こうしていろいろなことを経験させてもらったマザーハウス。大学院修了後もそのまま働くという選択肢もありました。しかし、もっと自分が役に立つために誰ももっていないような能力を身に付けたいと思い、高校時代の部活の先輩から誘われたPR代理店に就職しました。
このように、本を1冊手に取った瞬間から、見事に人生が変わってしまいました。たぶん、『裸でも生きる』を読んでいなかったら、PRの仕事もしていなかったと思いますし、今Sansanにもいないと思います。
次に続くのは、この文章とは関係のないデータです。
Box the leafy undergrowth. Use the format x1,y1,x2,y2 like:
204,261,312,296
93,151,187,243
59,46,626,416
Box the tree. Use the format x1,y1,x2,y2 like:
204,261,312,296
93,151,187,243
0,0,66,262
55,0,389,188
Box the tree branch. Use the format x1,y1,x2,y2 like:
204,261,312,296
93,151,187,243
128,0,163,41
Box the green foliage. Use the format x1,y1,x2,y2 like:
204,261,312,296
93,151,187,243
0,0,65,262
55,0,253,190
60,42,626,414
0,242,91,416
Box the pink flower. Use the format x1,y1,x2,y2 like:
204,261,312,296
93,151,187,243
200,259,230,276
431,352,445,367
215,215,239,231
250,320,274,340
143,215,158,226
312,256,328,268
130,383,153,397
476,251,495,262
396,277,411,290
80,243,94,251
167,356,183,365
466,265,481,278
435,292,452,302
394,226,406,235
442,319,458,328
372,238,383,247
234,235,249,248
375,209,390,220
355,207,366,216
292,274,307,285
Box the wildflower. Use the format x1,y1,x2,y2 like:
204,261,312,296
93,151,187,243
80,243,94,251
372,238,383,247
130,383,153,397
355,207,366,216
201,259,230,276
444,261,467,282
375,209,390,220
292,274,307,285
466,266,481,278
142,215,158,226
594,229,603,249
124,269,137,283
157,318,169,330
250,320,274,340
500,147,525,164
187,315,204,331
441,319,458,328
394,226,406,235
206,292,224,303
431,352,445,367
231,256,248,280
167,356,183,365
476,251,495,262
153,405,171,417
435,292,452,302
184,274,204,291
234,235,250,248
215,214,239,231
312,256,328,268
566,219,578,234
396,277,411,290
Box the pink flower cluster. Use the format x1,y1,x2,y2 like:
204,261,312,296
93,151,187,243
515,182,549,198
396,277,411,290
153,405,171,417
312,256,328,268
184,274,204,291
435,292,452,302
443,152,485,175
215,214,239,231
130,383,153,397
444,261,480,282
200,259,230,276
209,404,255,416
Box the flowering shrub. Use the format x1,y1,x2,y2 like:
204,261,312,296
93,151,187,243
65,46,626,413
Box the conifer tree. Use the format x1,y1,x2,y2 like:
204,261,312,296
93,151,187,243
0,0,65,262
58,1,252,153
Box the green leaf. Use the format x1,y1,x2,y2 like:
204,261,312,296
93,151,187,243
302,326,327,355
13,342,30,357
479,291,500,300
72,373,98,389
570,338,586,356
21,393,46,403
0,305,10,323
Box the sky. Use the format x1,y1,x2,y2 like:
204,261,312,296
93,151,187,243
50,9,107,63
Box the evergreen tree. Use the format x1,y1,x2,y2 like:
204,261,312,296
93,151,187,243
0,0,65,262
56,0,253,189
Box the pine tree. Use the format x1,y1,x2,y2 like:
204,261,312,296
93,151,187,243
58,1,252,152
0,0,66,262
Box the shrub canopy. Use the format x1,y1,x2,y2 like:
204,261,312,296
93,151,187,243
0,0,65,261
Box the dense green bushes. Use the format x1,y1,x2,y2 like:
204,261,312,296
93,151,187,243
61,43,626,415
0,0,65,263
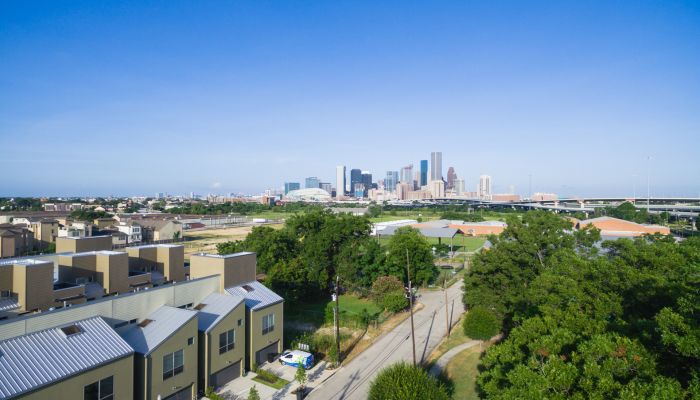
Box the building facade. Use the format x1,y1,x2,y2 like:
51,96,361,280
430,152,442,181
420,160,428,187
304,177,320,189
335,166,346,198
私がいまだに、本を読むようにしているのは、PRパーソンだからと言う理由と、もう一つ、次なる人生を変える本との出会いを探しているからかもしれません。
PRの皆さんにオススメしたい本
「7:2:1理論」という、人の成長に貢献する要素を比率化した考え方があります。7割は「仕事経験から学ぶ」。2割は「他者から学ぶ」。残りの1割は「研修や書籍から学ぶ」ことを示しています。
仕事をするからには、PRパーソンとしての成長が求められます。その中で、最も大切なのは「実践」です。仕事経験から学ぶために、日々の業務を丁寧に行い、バッターボックスに立つ瞬間を増やして、トライしてみて、失敗し、それを血肉に変えていく。そんなサイクルを回していく必要があります。
一方、実践をしていない時間でもできることがあります。それが本を読んで、知識を蓄えたり、どこかのPRパーソンの実践を学ぶことだと思います。「7:2:1理論」でいう、「2:1」の部分です。
特に駆け出しの若手PRパーソン(私もまだ若手ですが)にとって、経験で勝る先輩PRパーソンより先に出るためには、業務から学ぶのと並行して、積極的に本から情報を摂取し、身にしていかなければなりません。少しの積み重ねが、先輩との距離をつめると思います。
その一助にしてもらうため、今回は、私が特に参考にしている本を2冊ご紹介します。
『ドキュメント戦争広告代理店 情報操作とボスニア紛争』
『ドキュメント戦争広告代理店 情報操作とボスニア紛争』(高木徹:著 講談社:刊)は、PRという仕事の大きさを体感できる本です。1990年代に起きた民族紛争「ボスニア紛争」で、ボスニア・ヘルツェゴビナとセルビアとの間で実際に行われた、情報戦争の裏側を描いています。ボスニア側についた、アメリカのルーダー・フィン社は「民族浄化」という言葉を作成し、巧みなPR戦略を仕掛けて世論を誘導。戦局を有利に進めます。
PRで紛争の勝敗が決したわけではないですが、同社が行ったPR活動がボスニア勝利に大きな貢献をしたことは事実です。もちろん、真実ではない「虚」を発信し、社会を誘導するべきではありません。ただ、社会や世論を味方に付け、大きなうねりとして世の中を動かす、PRという仕事のスケールの大きさや重要性を知るには、良い本だと思います。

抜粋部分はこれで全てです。